During a lull in the firing, Hunyadi rose up from his throne of ammunition boxes and climbed the concrete staircase to the gun platform. The air was filled with gun smoke, which seeped into his lungs and filled his mouth with a metallic taste, as if from resting a coin upon the tongue. Moving past the silhouettes of men, Hunyadi made his way through the carpet of spent shells to the chest-high wall of the platform. From here, he watched searchlights rake across the night sky, like swords wielded by some clumsy giant. In some places, dust from the bombing plumed so thickly that the searchlights seemed to break against the clouds, fragmenting their beams and angling them back to the earth. Distantly, he heard the shriek of falling bombs and then he saw the flash of their explosions, which vanished into tidal waves of smoke.

‘When you stopped firing the gun,’ Hunyadi said to a man who came to stand beside him, ‘I thought it was over.’

‘We are just cooling the barrel,’ replied the man. His features were so hidden in the darkness that it seemed to Hunyadi, still disoriented by the concussive force of the explosions, that the night itself had taken shape and was conversing with him now. ‘It’s beautiful, don’t you think?’ asked the man.

‘Beautiful?’ asked Hunyadi.

‘A terrible beauty, I grant you,’ said the darkness, ‘but a beauty nonetheless.’ He raised an arm and pointed at the sky. ‘See there!’

Hunyadi looked upwards, just in time to see a searchlight fasten on a plane. It looked no bigger than an insect, and it was hard for him to imagine something which seemed so small being capable of so much damage. Although he had lived through numerous air raids, he had always been below ground when they took place. All he had ever known of these attacks was the panic of rushing to the shelters and the distant, rumbling earthquake of the bombs as they exploded. And he was well acquainted with the aftermath, as he made his way through shattered streets, dodging fire trucks and ambulances driven by civilians wearing yellow armbands and strange, wide-brimmed helmets which made them appear like Roman gladiators. But he had never actually seen a raid in progress, as he was doing now, and he could not deny that the man had been telling the truth. There was a mesmerising beauty to this vast apocalypse.

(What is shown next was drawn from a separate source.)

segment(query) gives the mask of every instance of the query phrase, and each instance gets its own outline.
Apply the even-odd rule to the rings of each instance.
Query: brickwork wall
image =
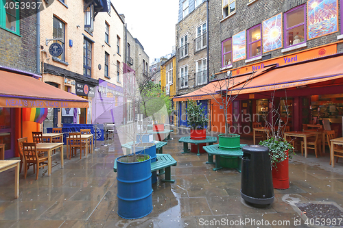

Now two other searchlights zeroed in upon the bomber, so that it seemed to balance, helpless and impaled upon the icy spear points.

Hunyadi heard a sharp command from somewhere behind him and he turned just as the cannon fired. The roar and the sudden change in pressure shoved him off his feet. He stumbled back and fell against the wall. His head was filled with a shrill ringing sound, as if a tuning fork had been struck inside his brain. Even over this, he heard the sound of laughter and a hand reached from the dark to help him up again.

The last thing he saw before he clambered back down into the magazine was the bomber, bracketed by tiny sparks as the anti-aircraft shells exploded around its wingtips. There was a momentary smear of orange fire as shrapnel tore the bomber to pieces. Then the night became empty again, and the searchlights resumed their awkward sweeping of the sky.